Dr Khanyisile Hadebe writes: The Importance of characterising the biodiversity of conventional animal food resources as well as animals that serve as alternative resources in the rural areas of South Africa.
Food security depends on the availability, accessibility and affordability of the animal or plant food resources (FAO, 2004) such as crops, vegetables and fruit, terrestrial and aquatic animals including birds.
Animal food resources can consist of the conventional animal resources such as cattle, goats, sheep, chickens and pigs as well as minority unconventional animal species such as rabbits, cane/reed rats, ducks, geese, guinea fowls, pigeons, giant plated lizards, flying termites, locusts and crickets, mopane worms and others depending on local practices.
Biodiversity characterisation has for decades focused its attention on the conventional animal resources and is biased towards specific ecotypes (i.e., Nguni, Pedi) and agro-ecological regions across South Africa. These studies have increased our knowledge of the existing morphological and physiological (including production profiles) traits of these animals.
More recently, we have seen an increased focus on the genetic profiles of animal food resources. These genetic profiles are essential anchors for effective improvement, sustainable utilization and conservation strategies especially with the threat posed by climate change.
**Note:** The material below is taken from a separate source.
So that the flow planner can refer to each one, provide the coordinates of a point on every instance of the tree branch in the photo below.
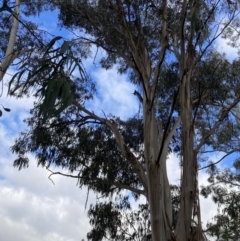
(8, 59)
(116, 184)
(136, 165)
On contrary, minority unconventional species have not received much attention despite their lifelong existence in rural communities as food security alternatives. The consumption of the minority species is specific to rural communities and may be related to nutritive, economic, cultural and ethnic norms as well as pressure imposed by poverty.
For instance, the consumption of the cane/reed rat is common in rural areas of KwaZulu-Natal and is often hunted by young boys in the fields while herding livestock. The hunting skill associated with the cane/reed rats also holds a social standing and a high level of respect for the young boy as they move up the hierarchy to manhood within their community.
The consumption of mopane worms for many decades in Southern Africa is another example of local practices where they are seen as a delicacy or snack to the point of being sold in the street in large metropolitan areas like Pretoria and Johannesburg.
In addition, other animal species support households in various ways such as donkeys and horses (and mules) which are used to transport water from the river, scrap metal and garden refuse removal, human transport, selling of goods or as traction during the ploughing season. In other ethnic communities, horses are also used as part of the lobola payment to the bride’s father and their value is measured is in their phenotypic characteristics. Despite the cultural and socio-economic potential of these animals at the household and community levels, they represent the least researched and characterised animal species in South Africa.
Consequently, the country currently does not have active national improvement or conservation plans or initiatives for these animal species. In addition, information regarding the existing diversity and potential productivity is not prioritised or is either non-existent or incomplete.
The lack of information on the global and national data sources cannot be ignored and causes limitations in conservation efforts and disease surveillance. As a country, efforts to characterise and document information on all available genetic resources including their adaptive, economical and unique traits; cultural and historical values; and the status of endangerment to genetic erosion remain paramount.
In addition, capturing the indigenous knowledge of local people in the animal genetic resources, including indigenous uses, phenotypic descriptions is vital. This will better support conservation planning of all animal resources within the food chain and further preserve the indigenous knowledge.
Strategising to find solutions for improved food security and household income sustainability require successful collaborative efforts from various stakeholders. In South Africa, the animal census is done periodically and the need to develop inclusive tools for both phenotypic and genetic characterization of all animals in the food chain and other uses is important to prepare for the next census as it will allow for the allocation of government resources and can influence policy changes towards all animal resources.
References and sources:
Department of Statistics South Africa (STATS SA), Republic of South Africa. Accessed 06 January 2022 at http://www.statssa.gov.za/.
Domestic Animal Diversity Information System (DAD-IS). Accessed 06 January 2022 at http://www.fao.org/dad-is.
Domestic Animal Genetic Resources Information System (DAGRIS). Accessed 06 January 2022 at http://dagris.ilri.cgiar.org/.
Food and Agriculture Organization (FAO). 2004. The State of Food Insecurity in the World. Addressing food insecurity in protracted crises, p. 43. Rome, Italy: Food and Agricultural Organization of the United Nations.
Dr. Khanyisile Hadebe (Mdladla) is a Senior Researcher: Genomics. Her research interests are characterizing biodiversity and the use of population and landscape genomics to investigate signatures of selection and adaptation in indigenous Animal Genetic Resources (AnGR). She is involved in developing sustainable improvement and conservation strategies, such as genomics-assisted community-based breeding programs (CBBP) to assist small scale rural farmers optimize production and environmental fitness of their livestock to help farmers overcome future challenges of climate change. She has published as lead author in Heredity, Animal Genetics, Small Ruminant Research, Tropical Animal Health and Production and Preventive Veterinary Medicine.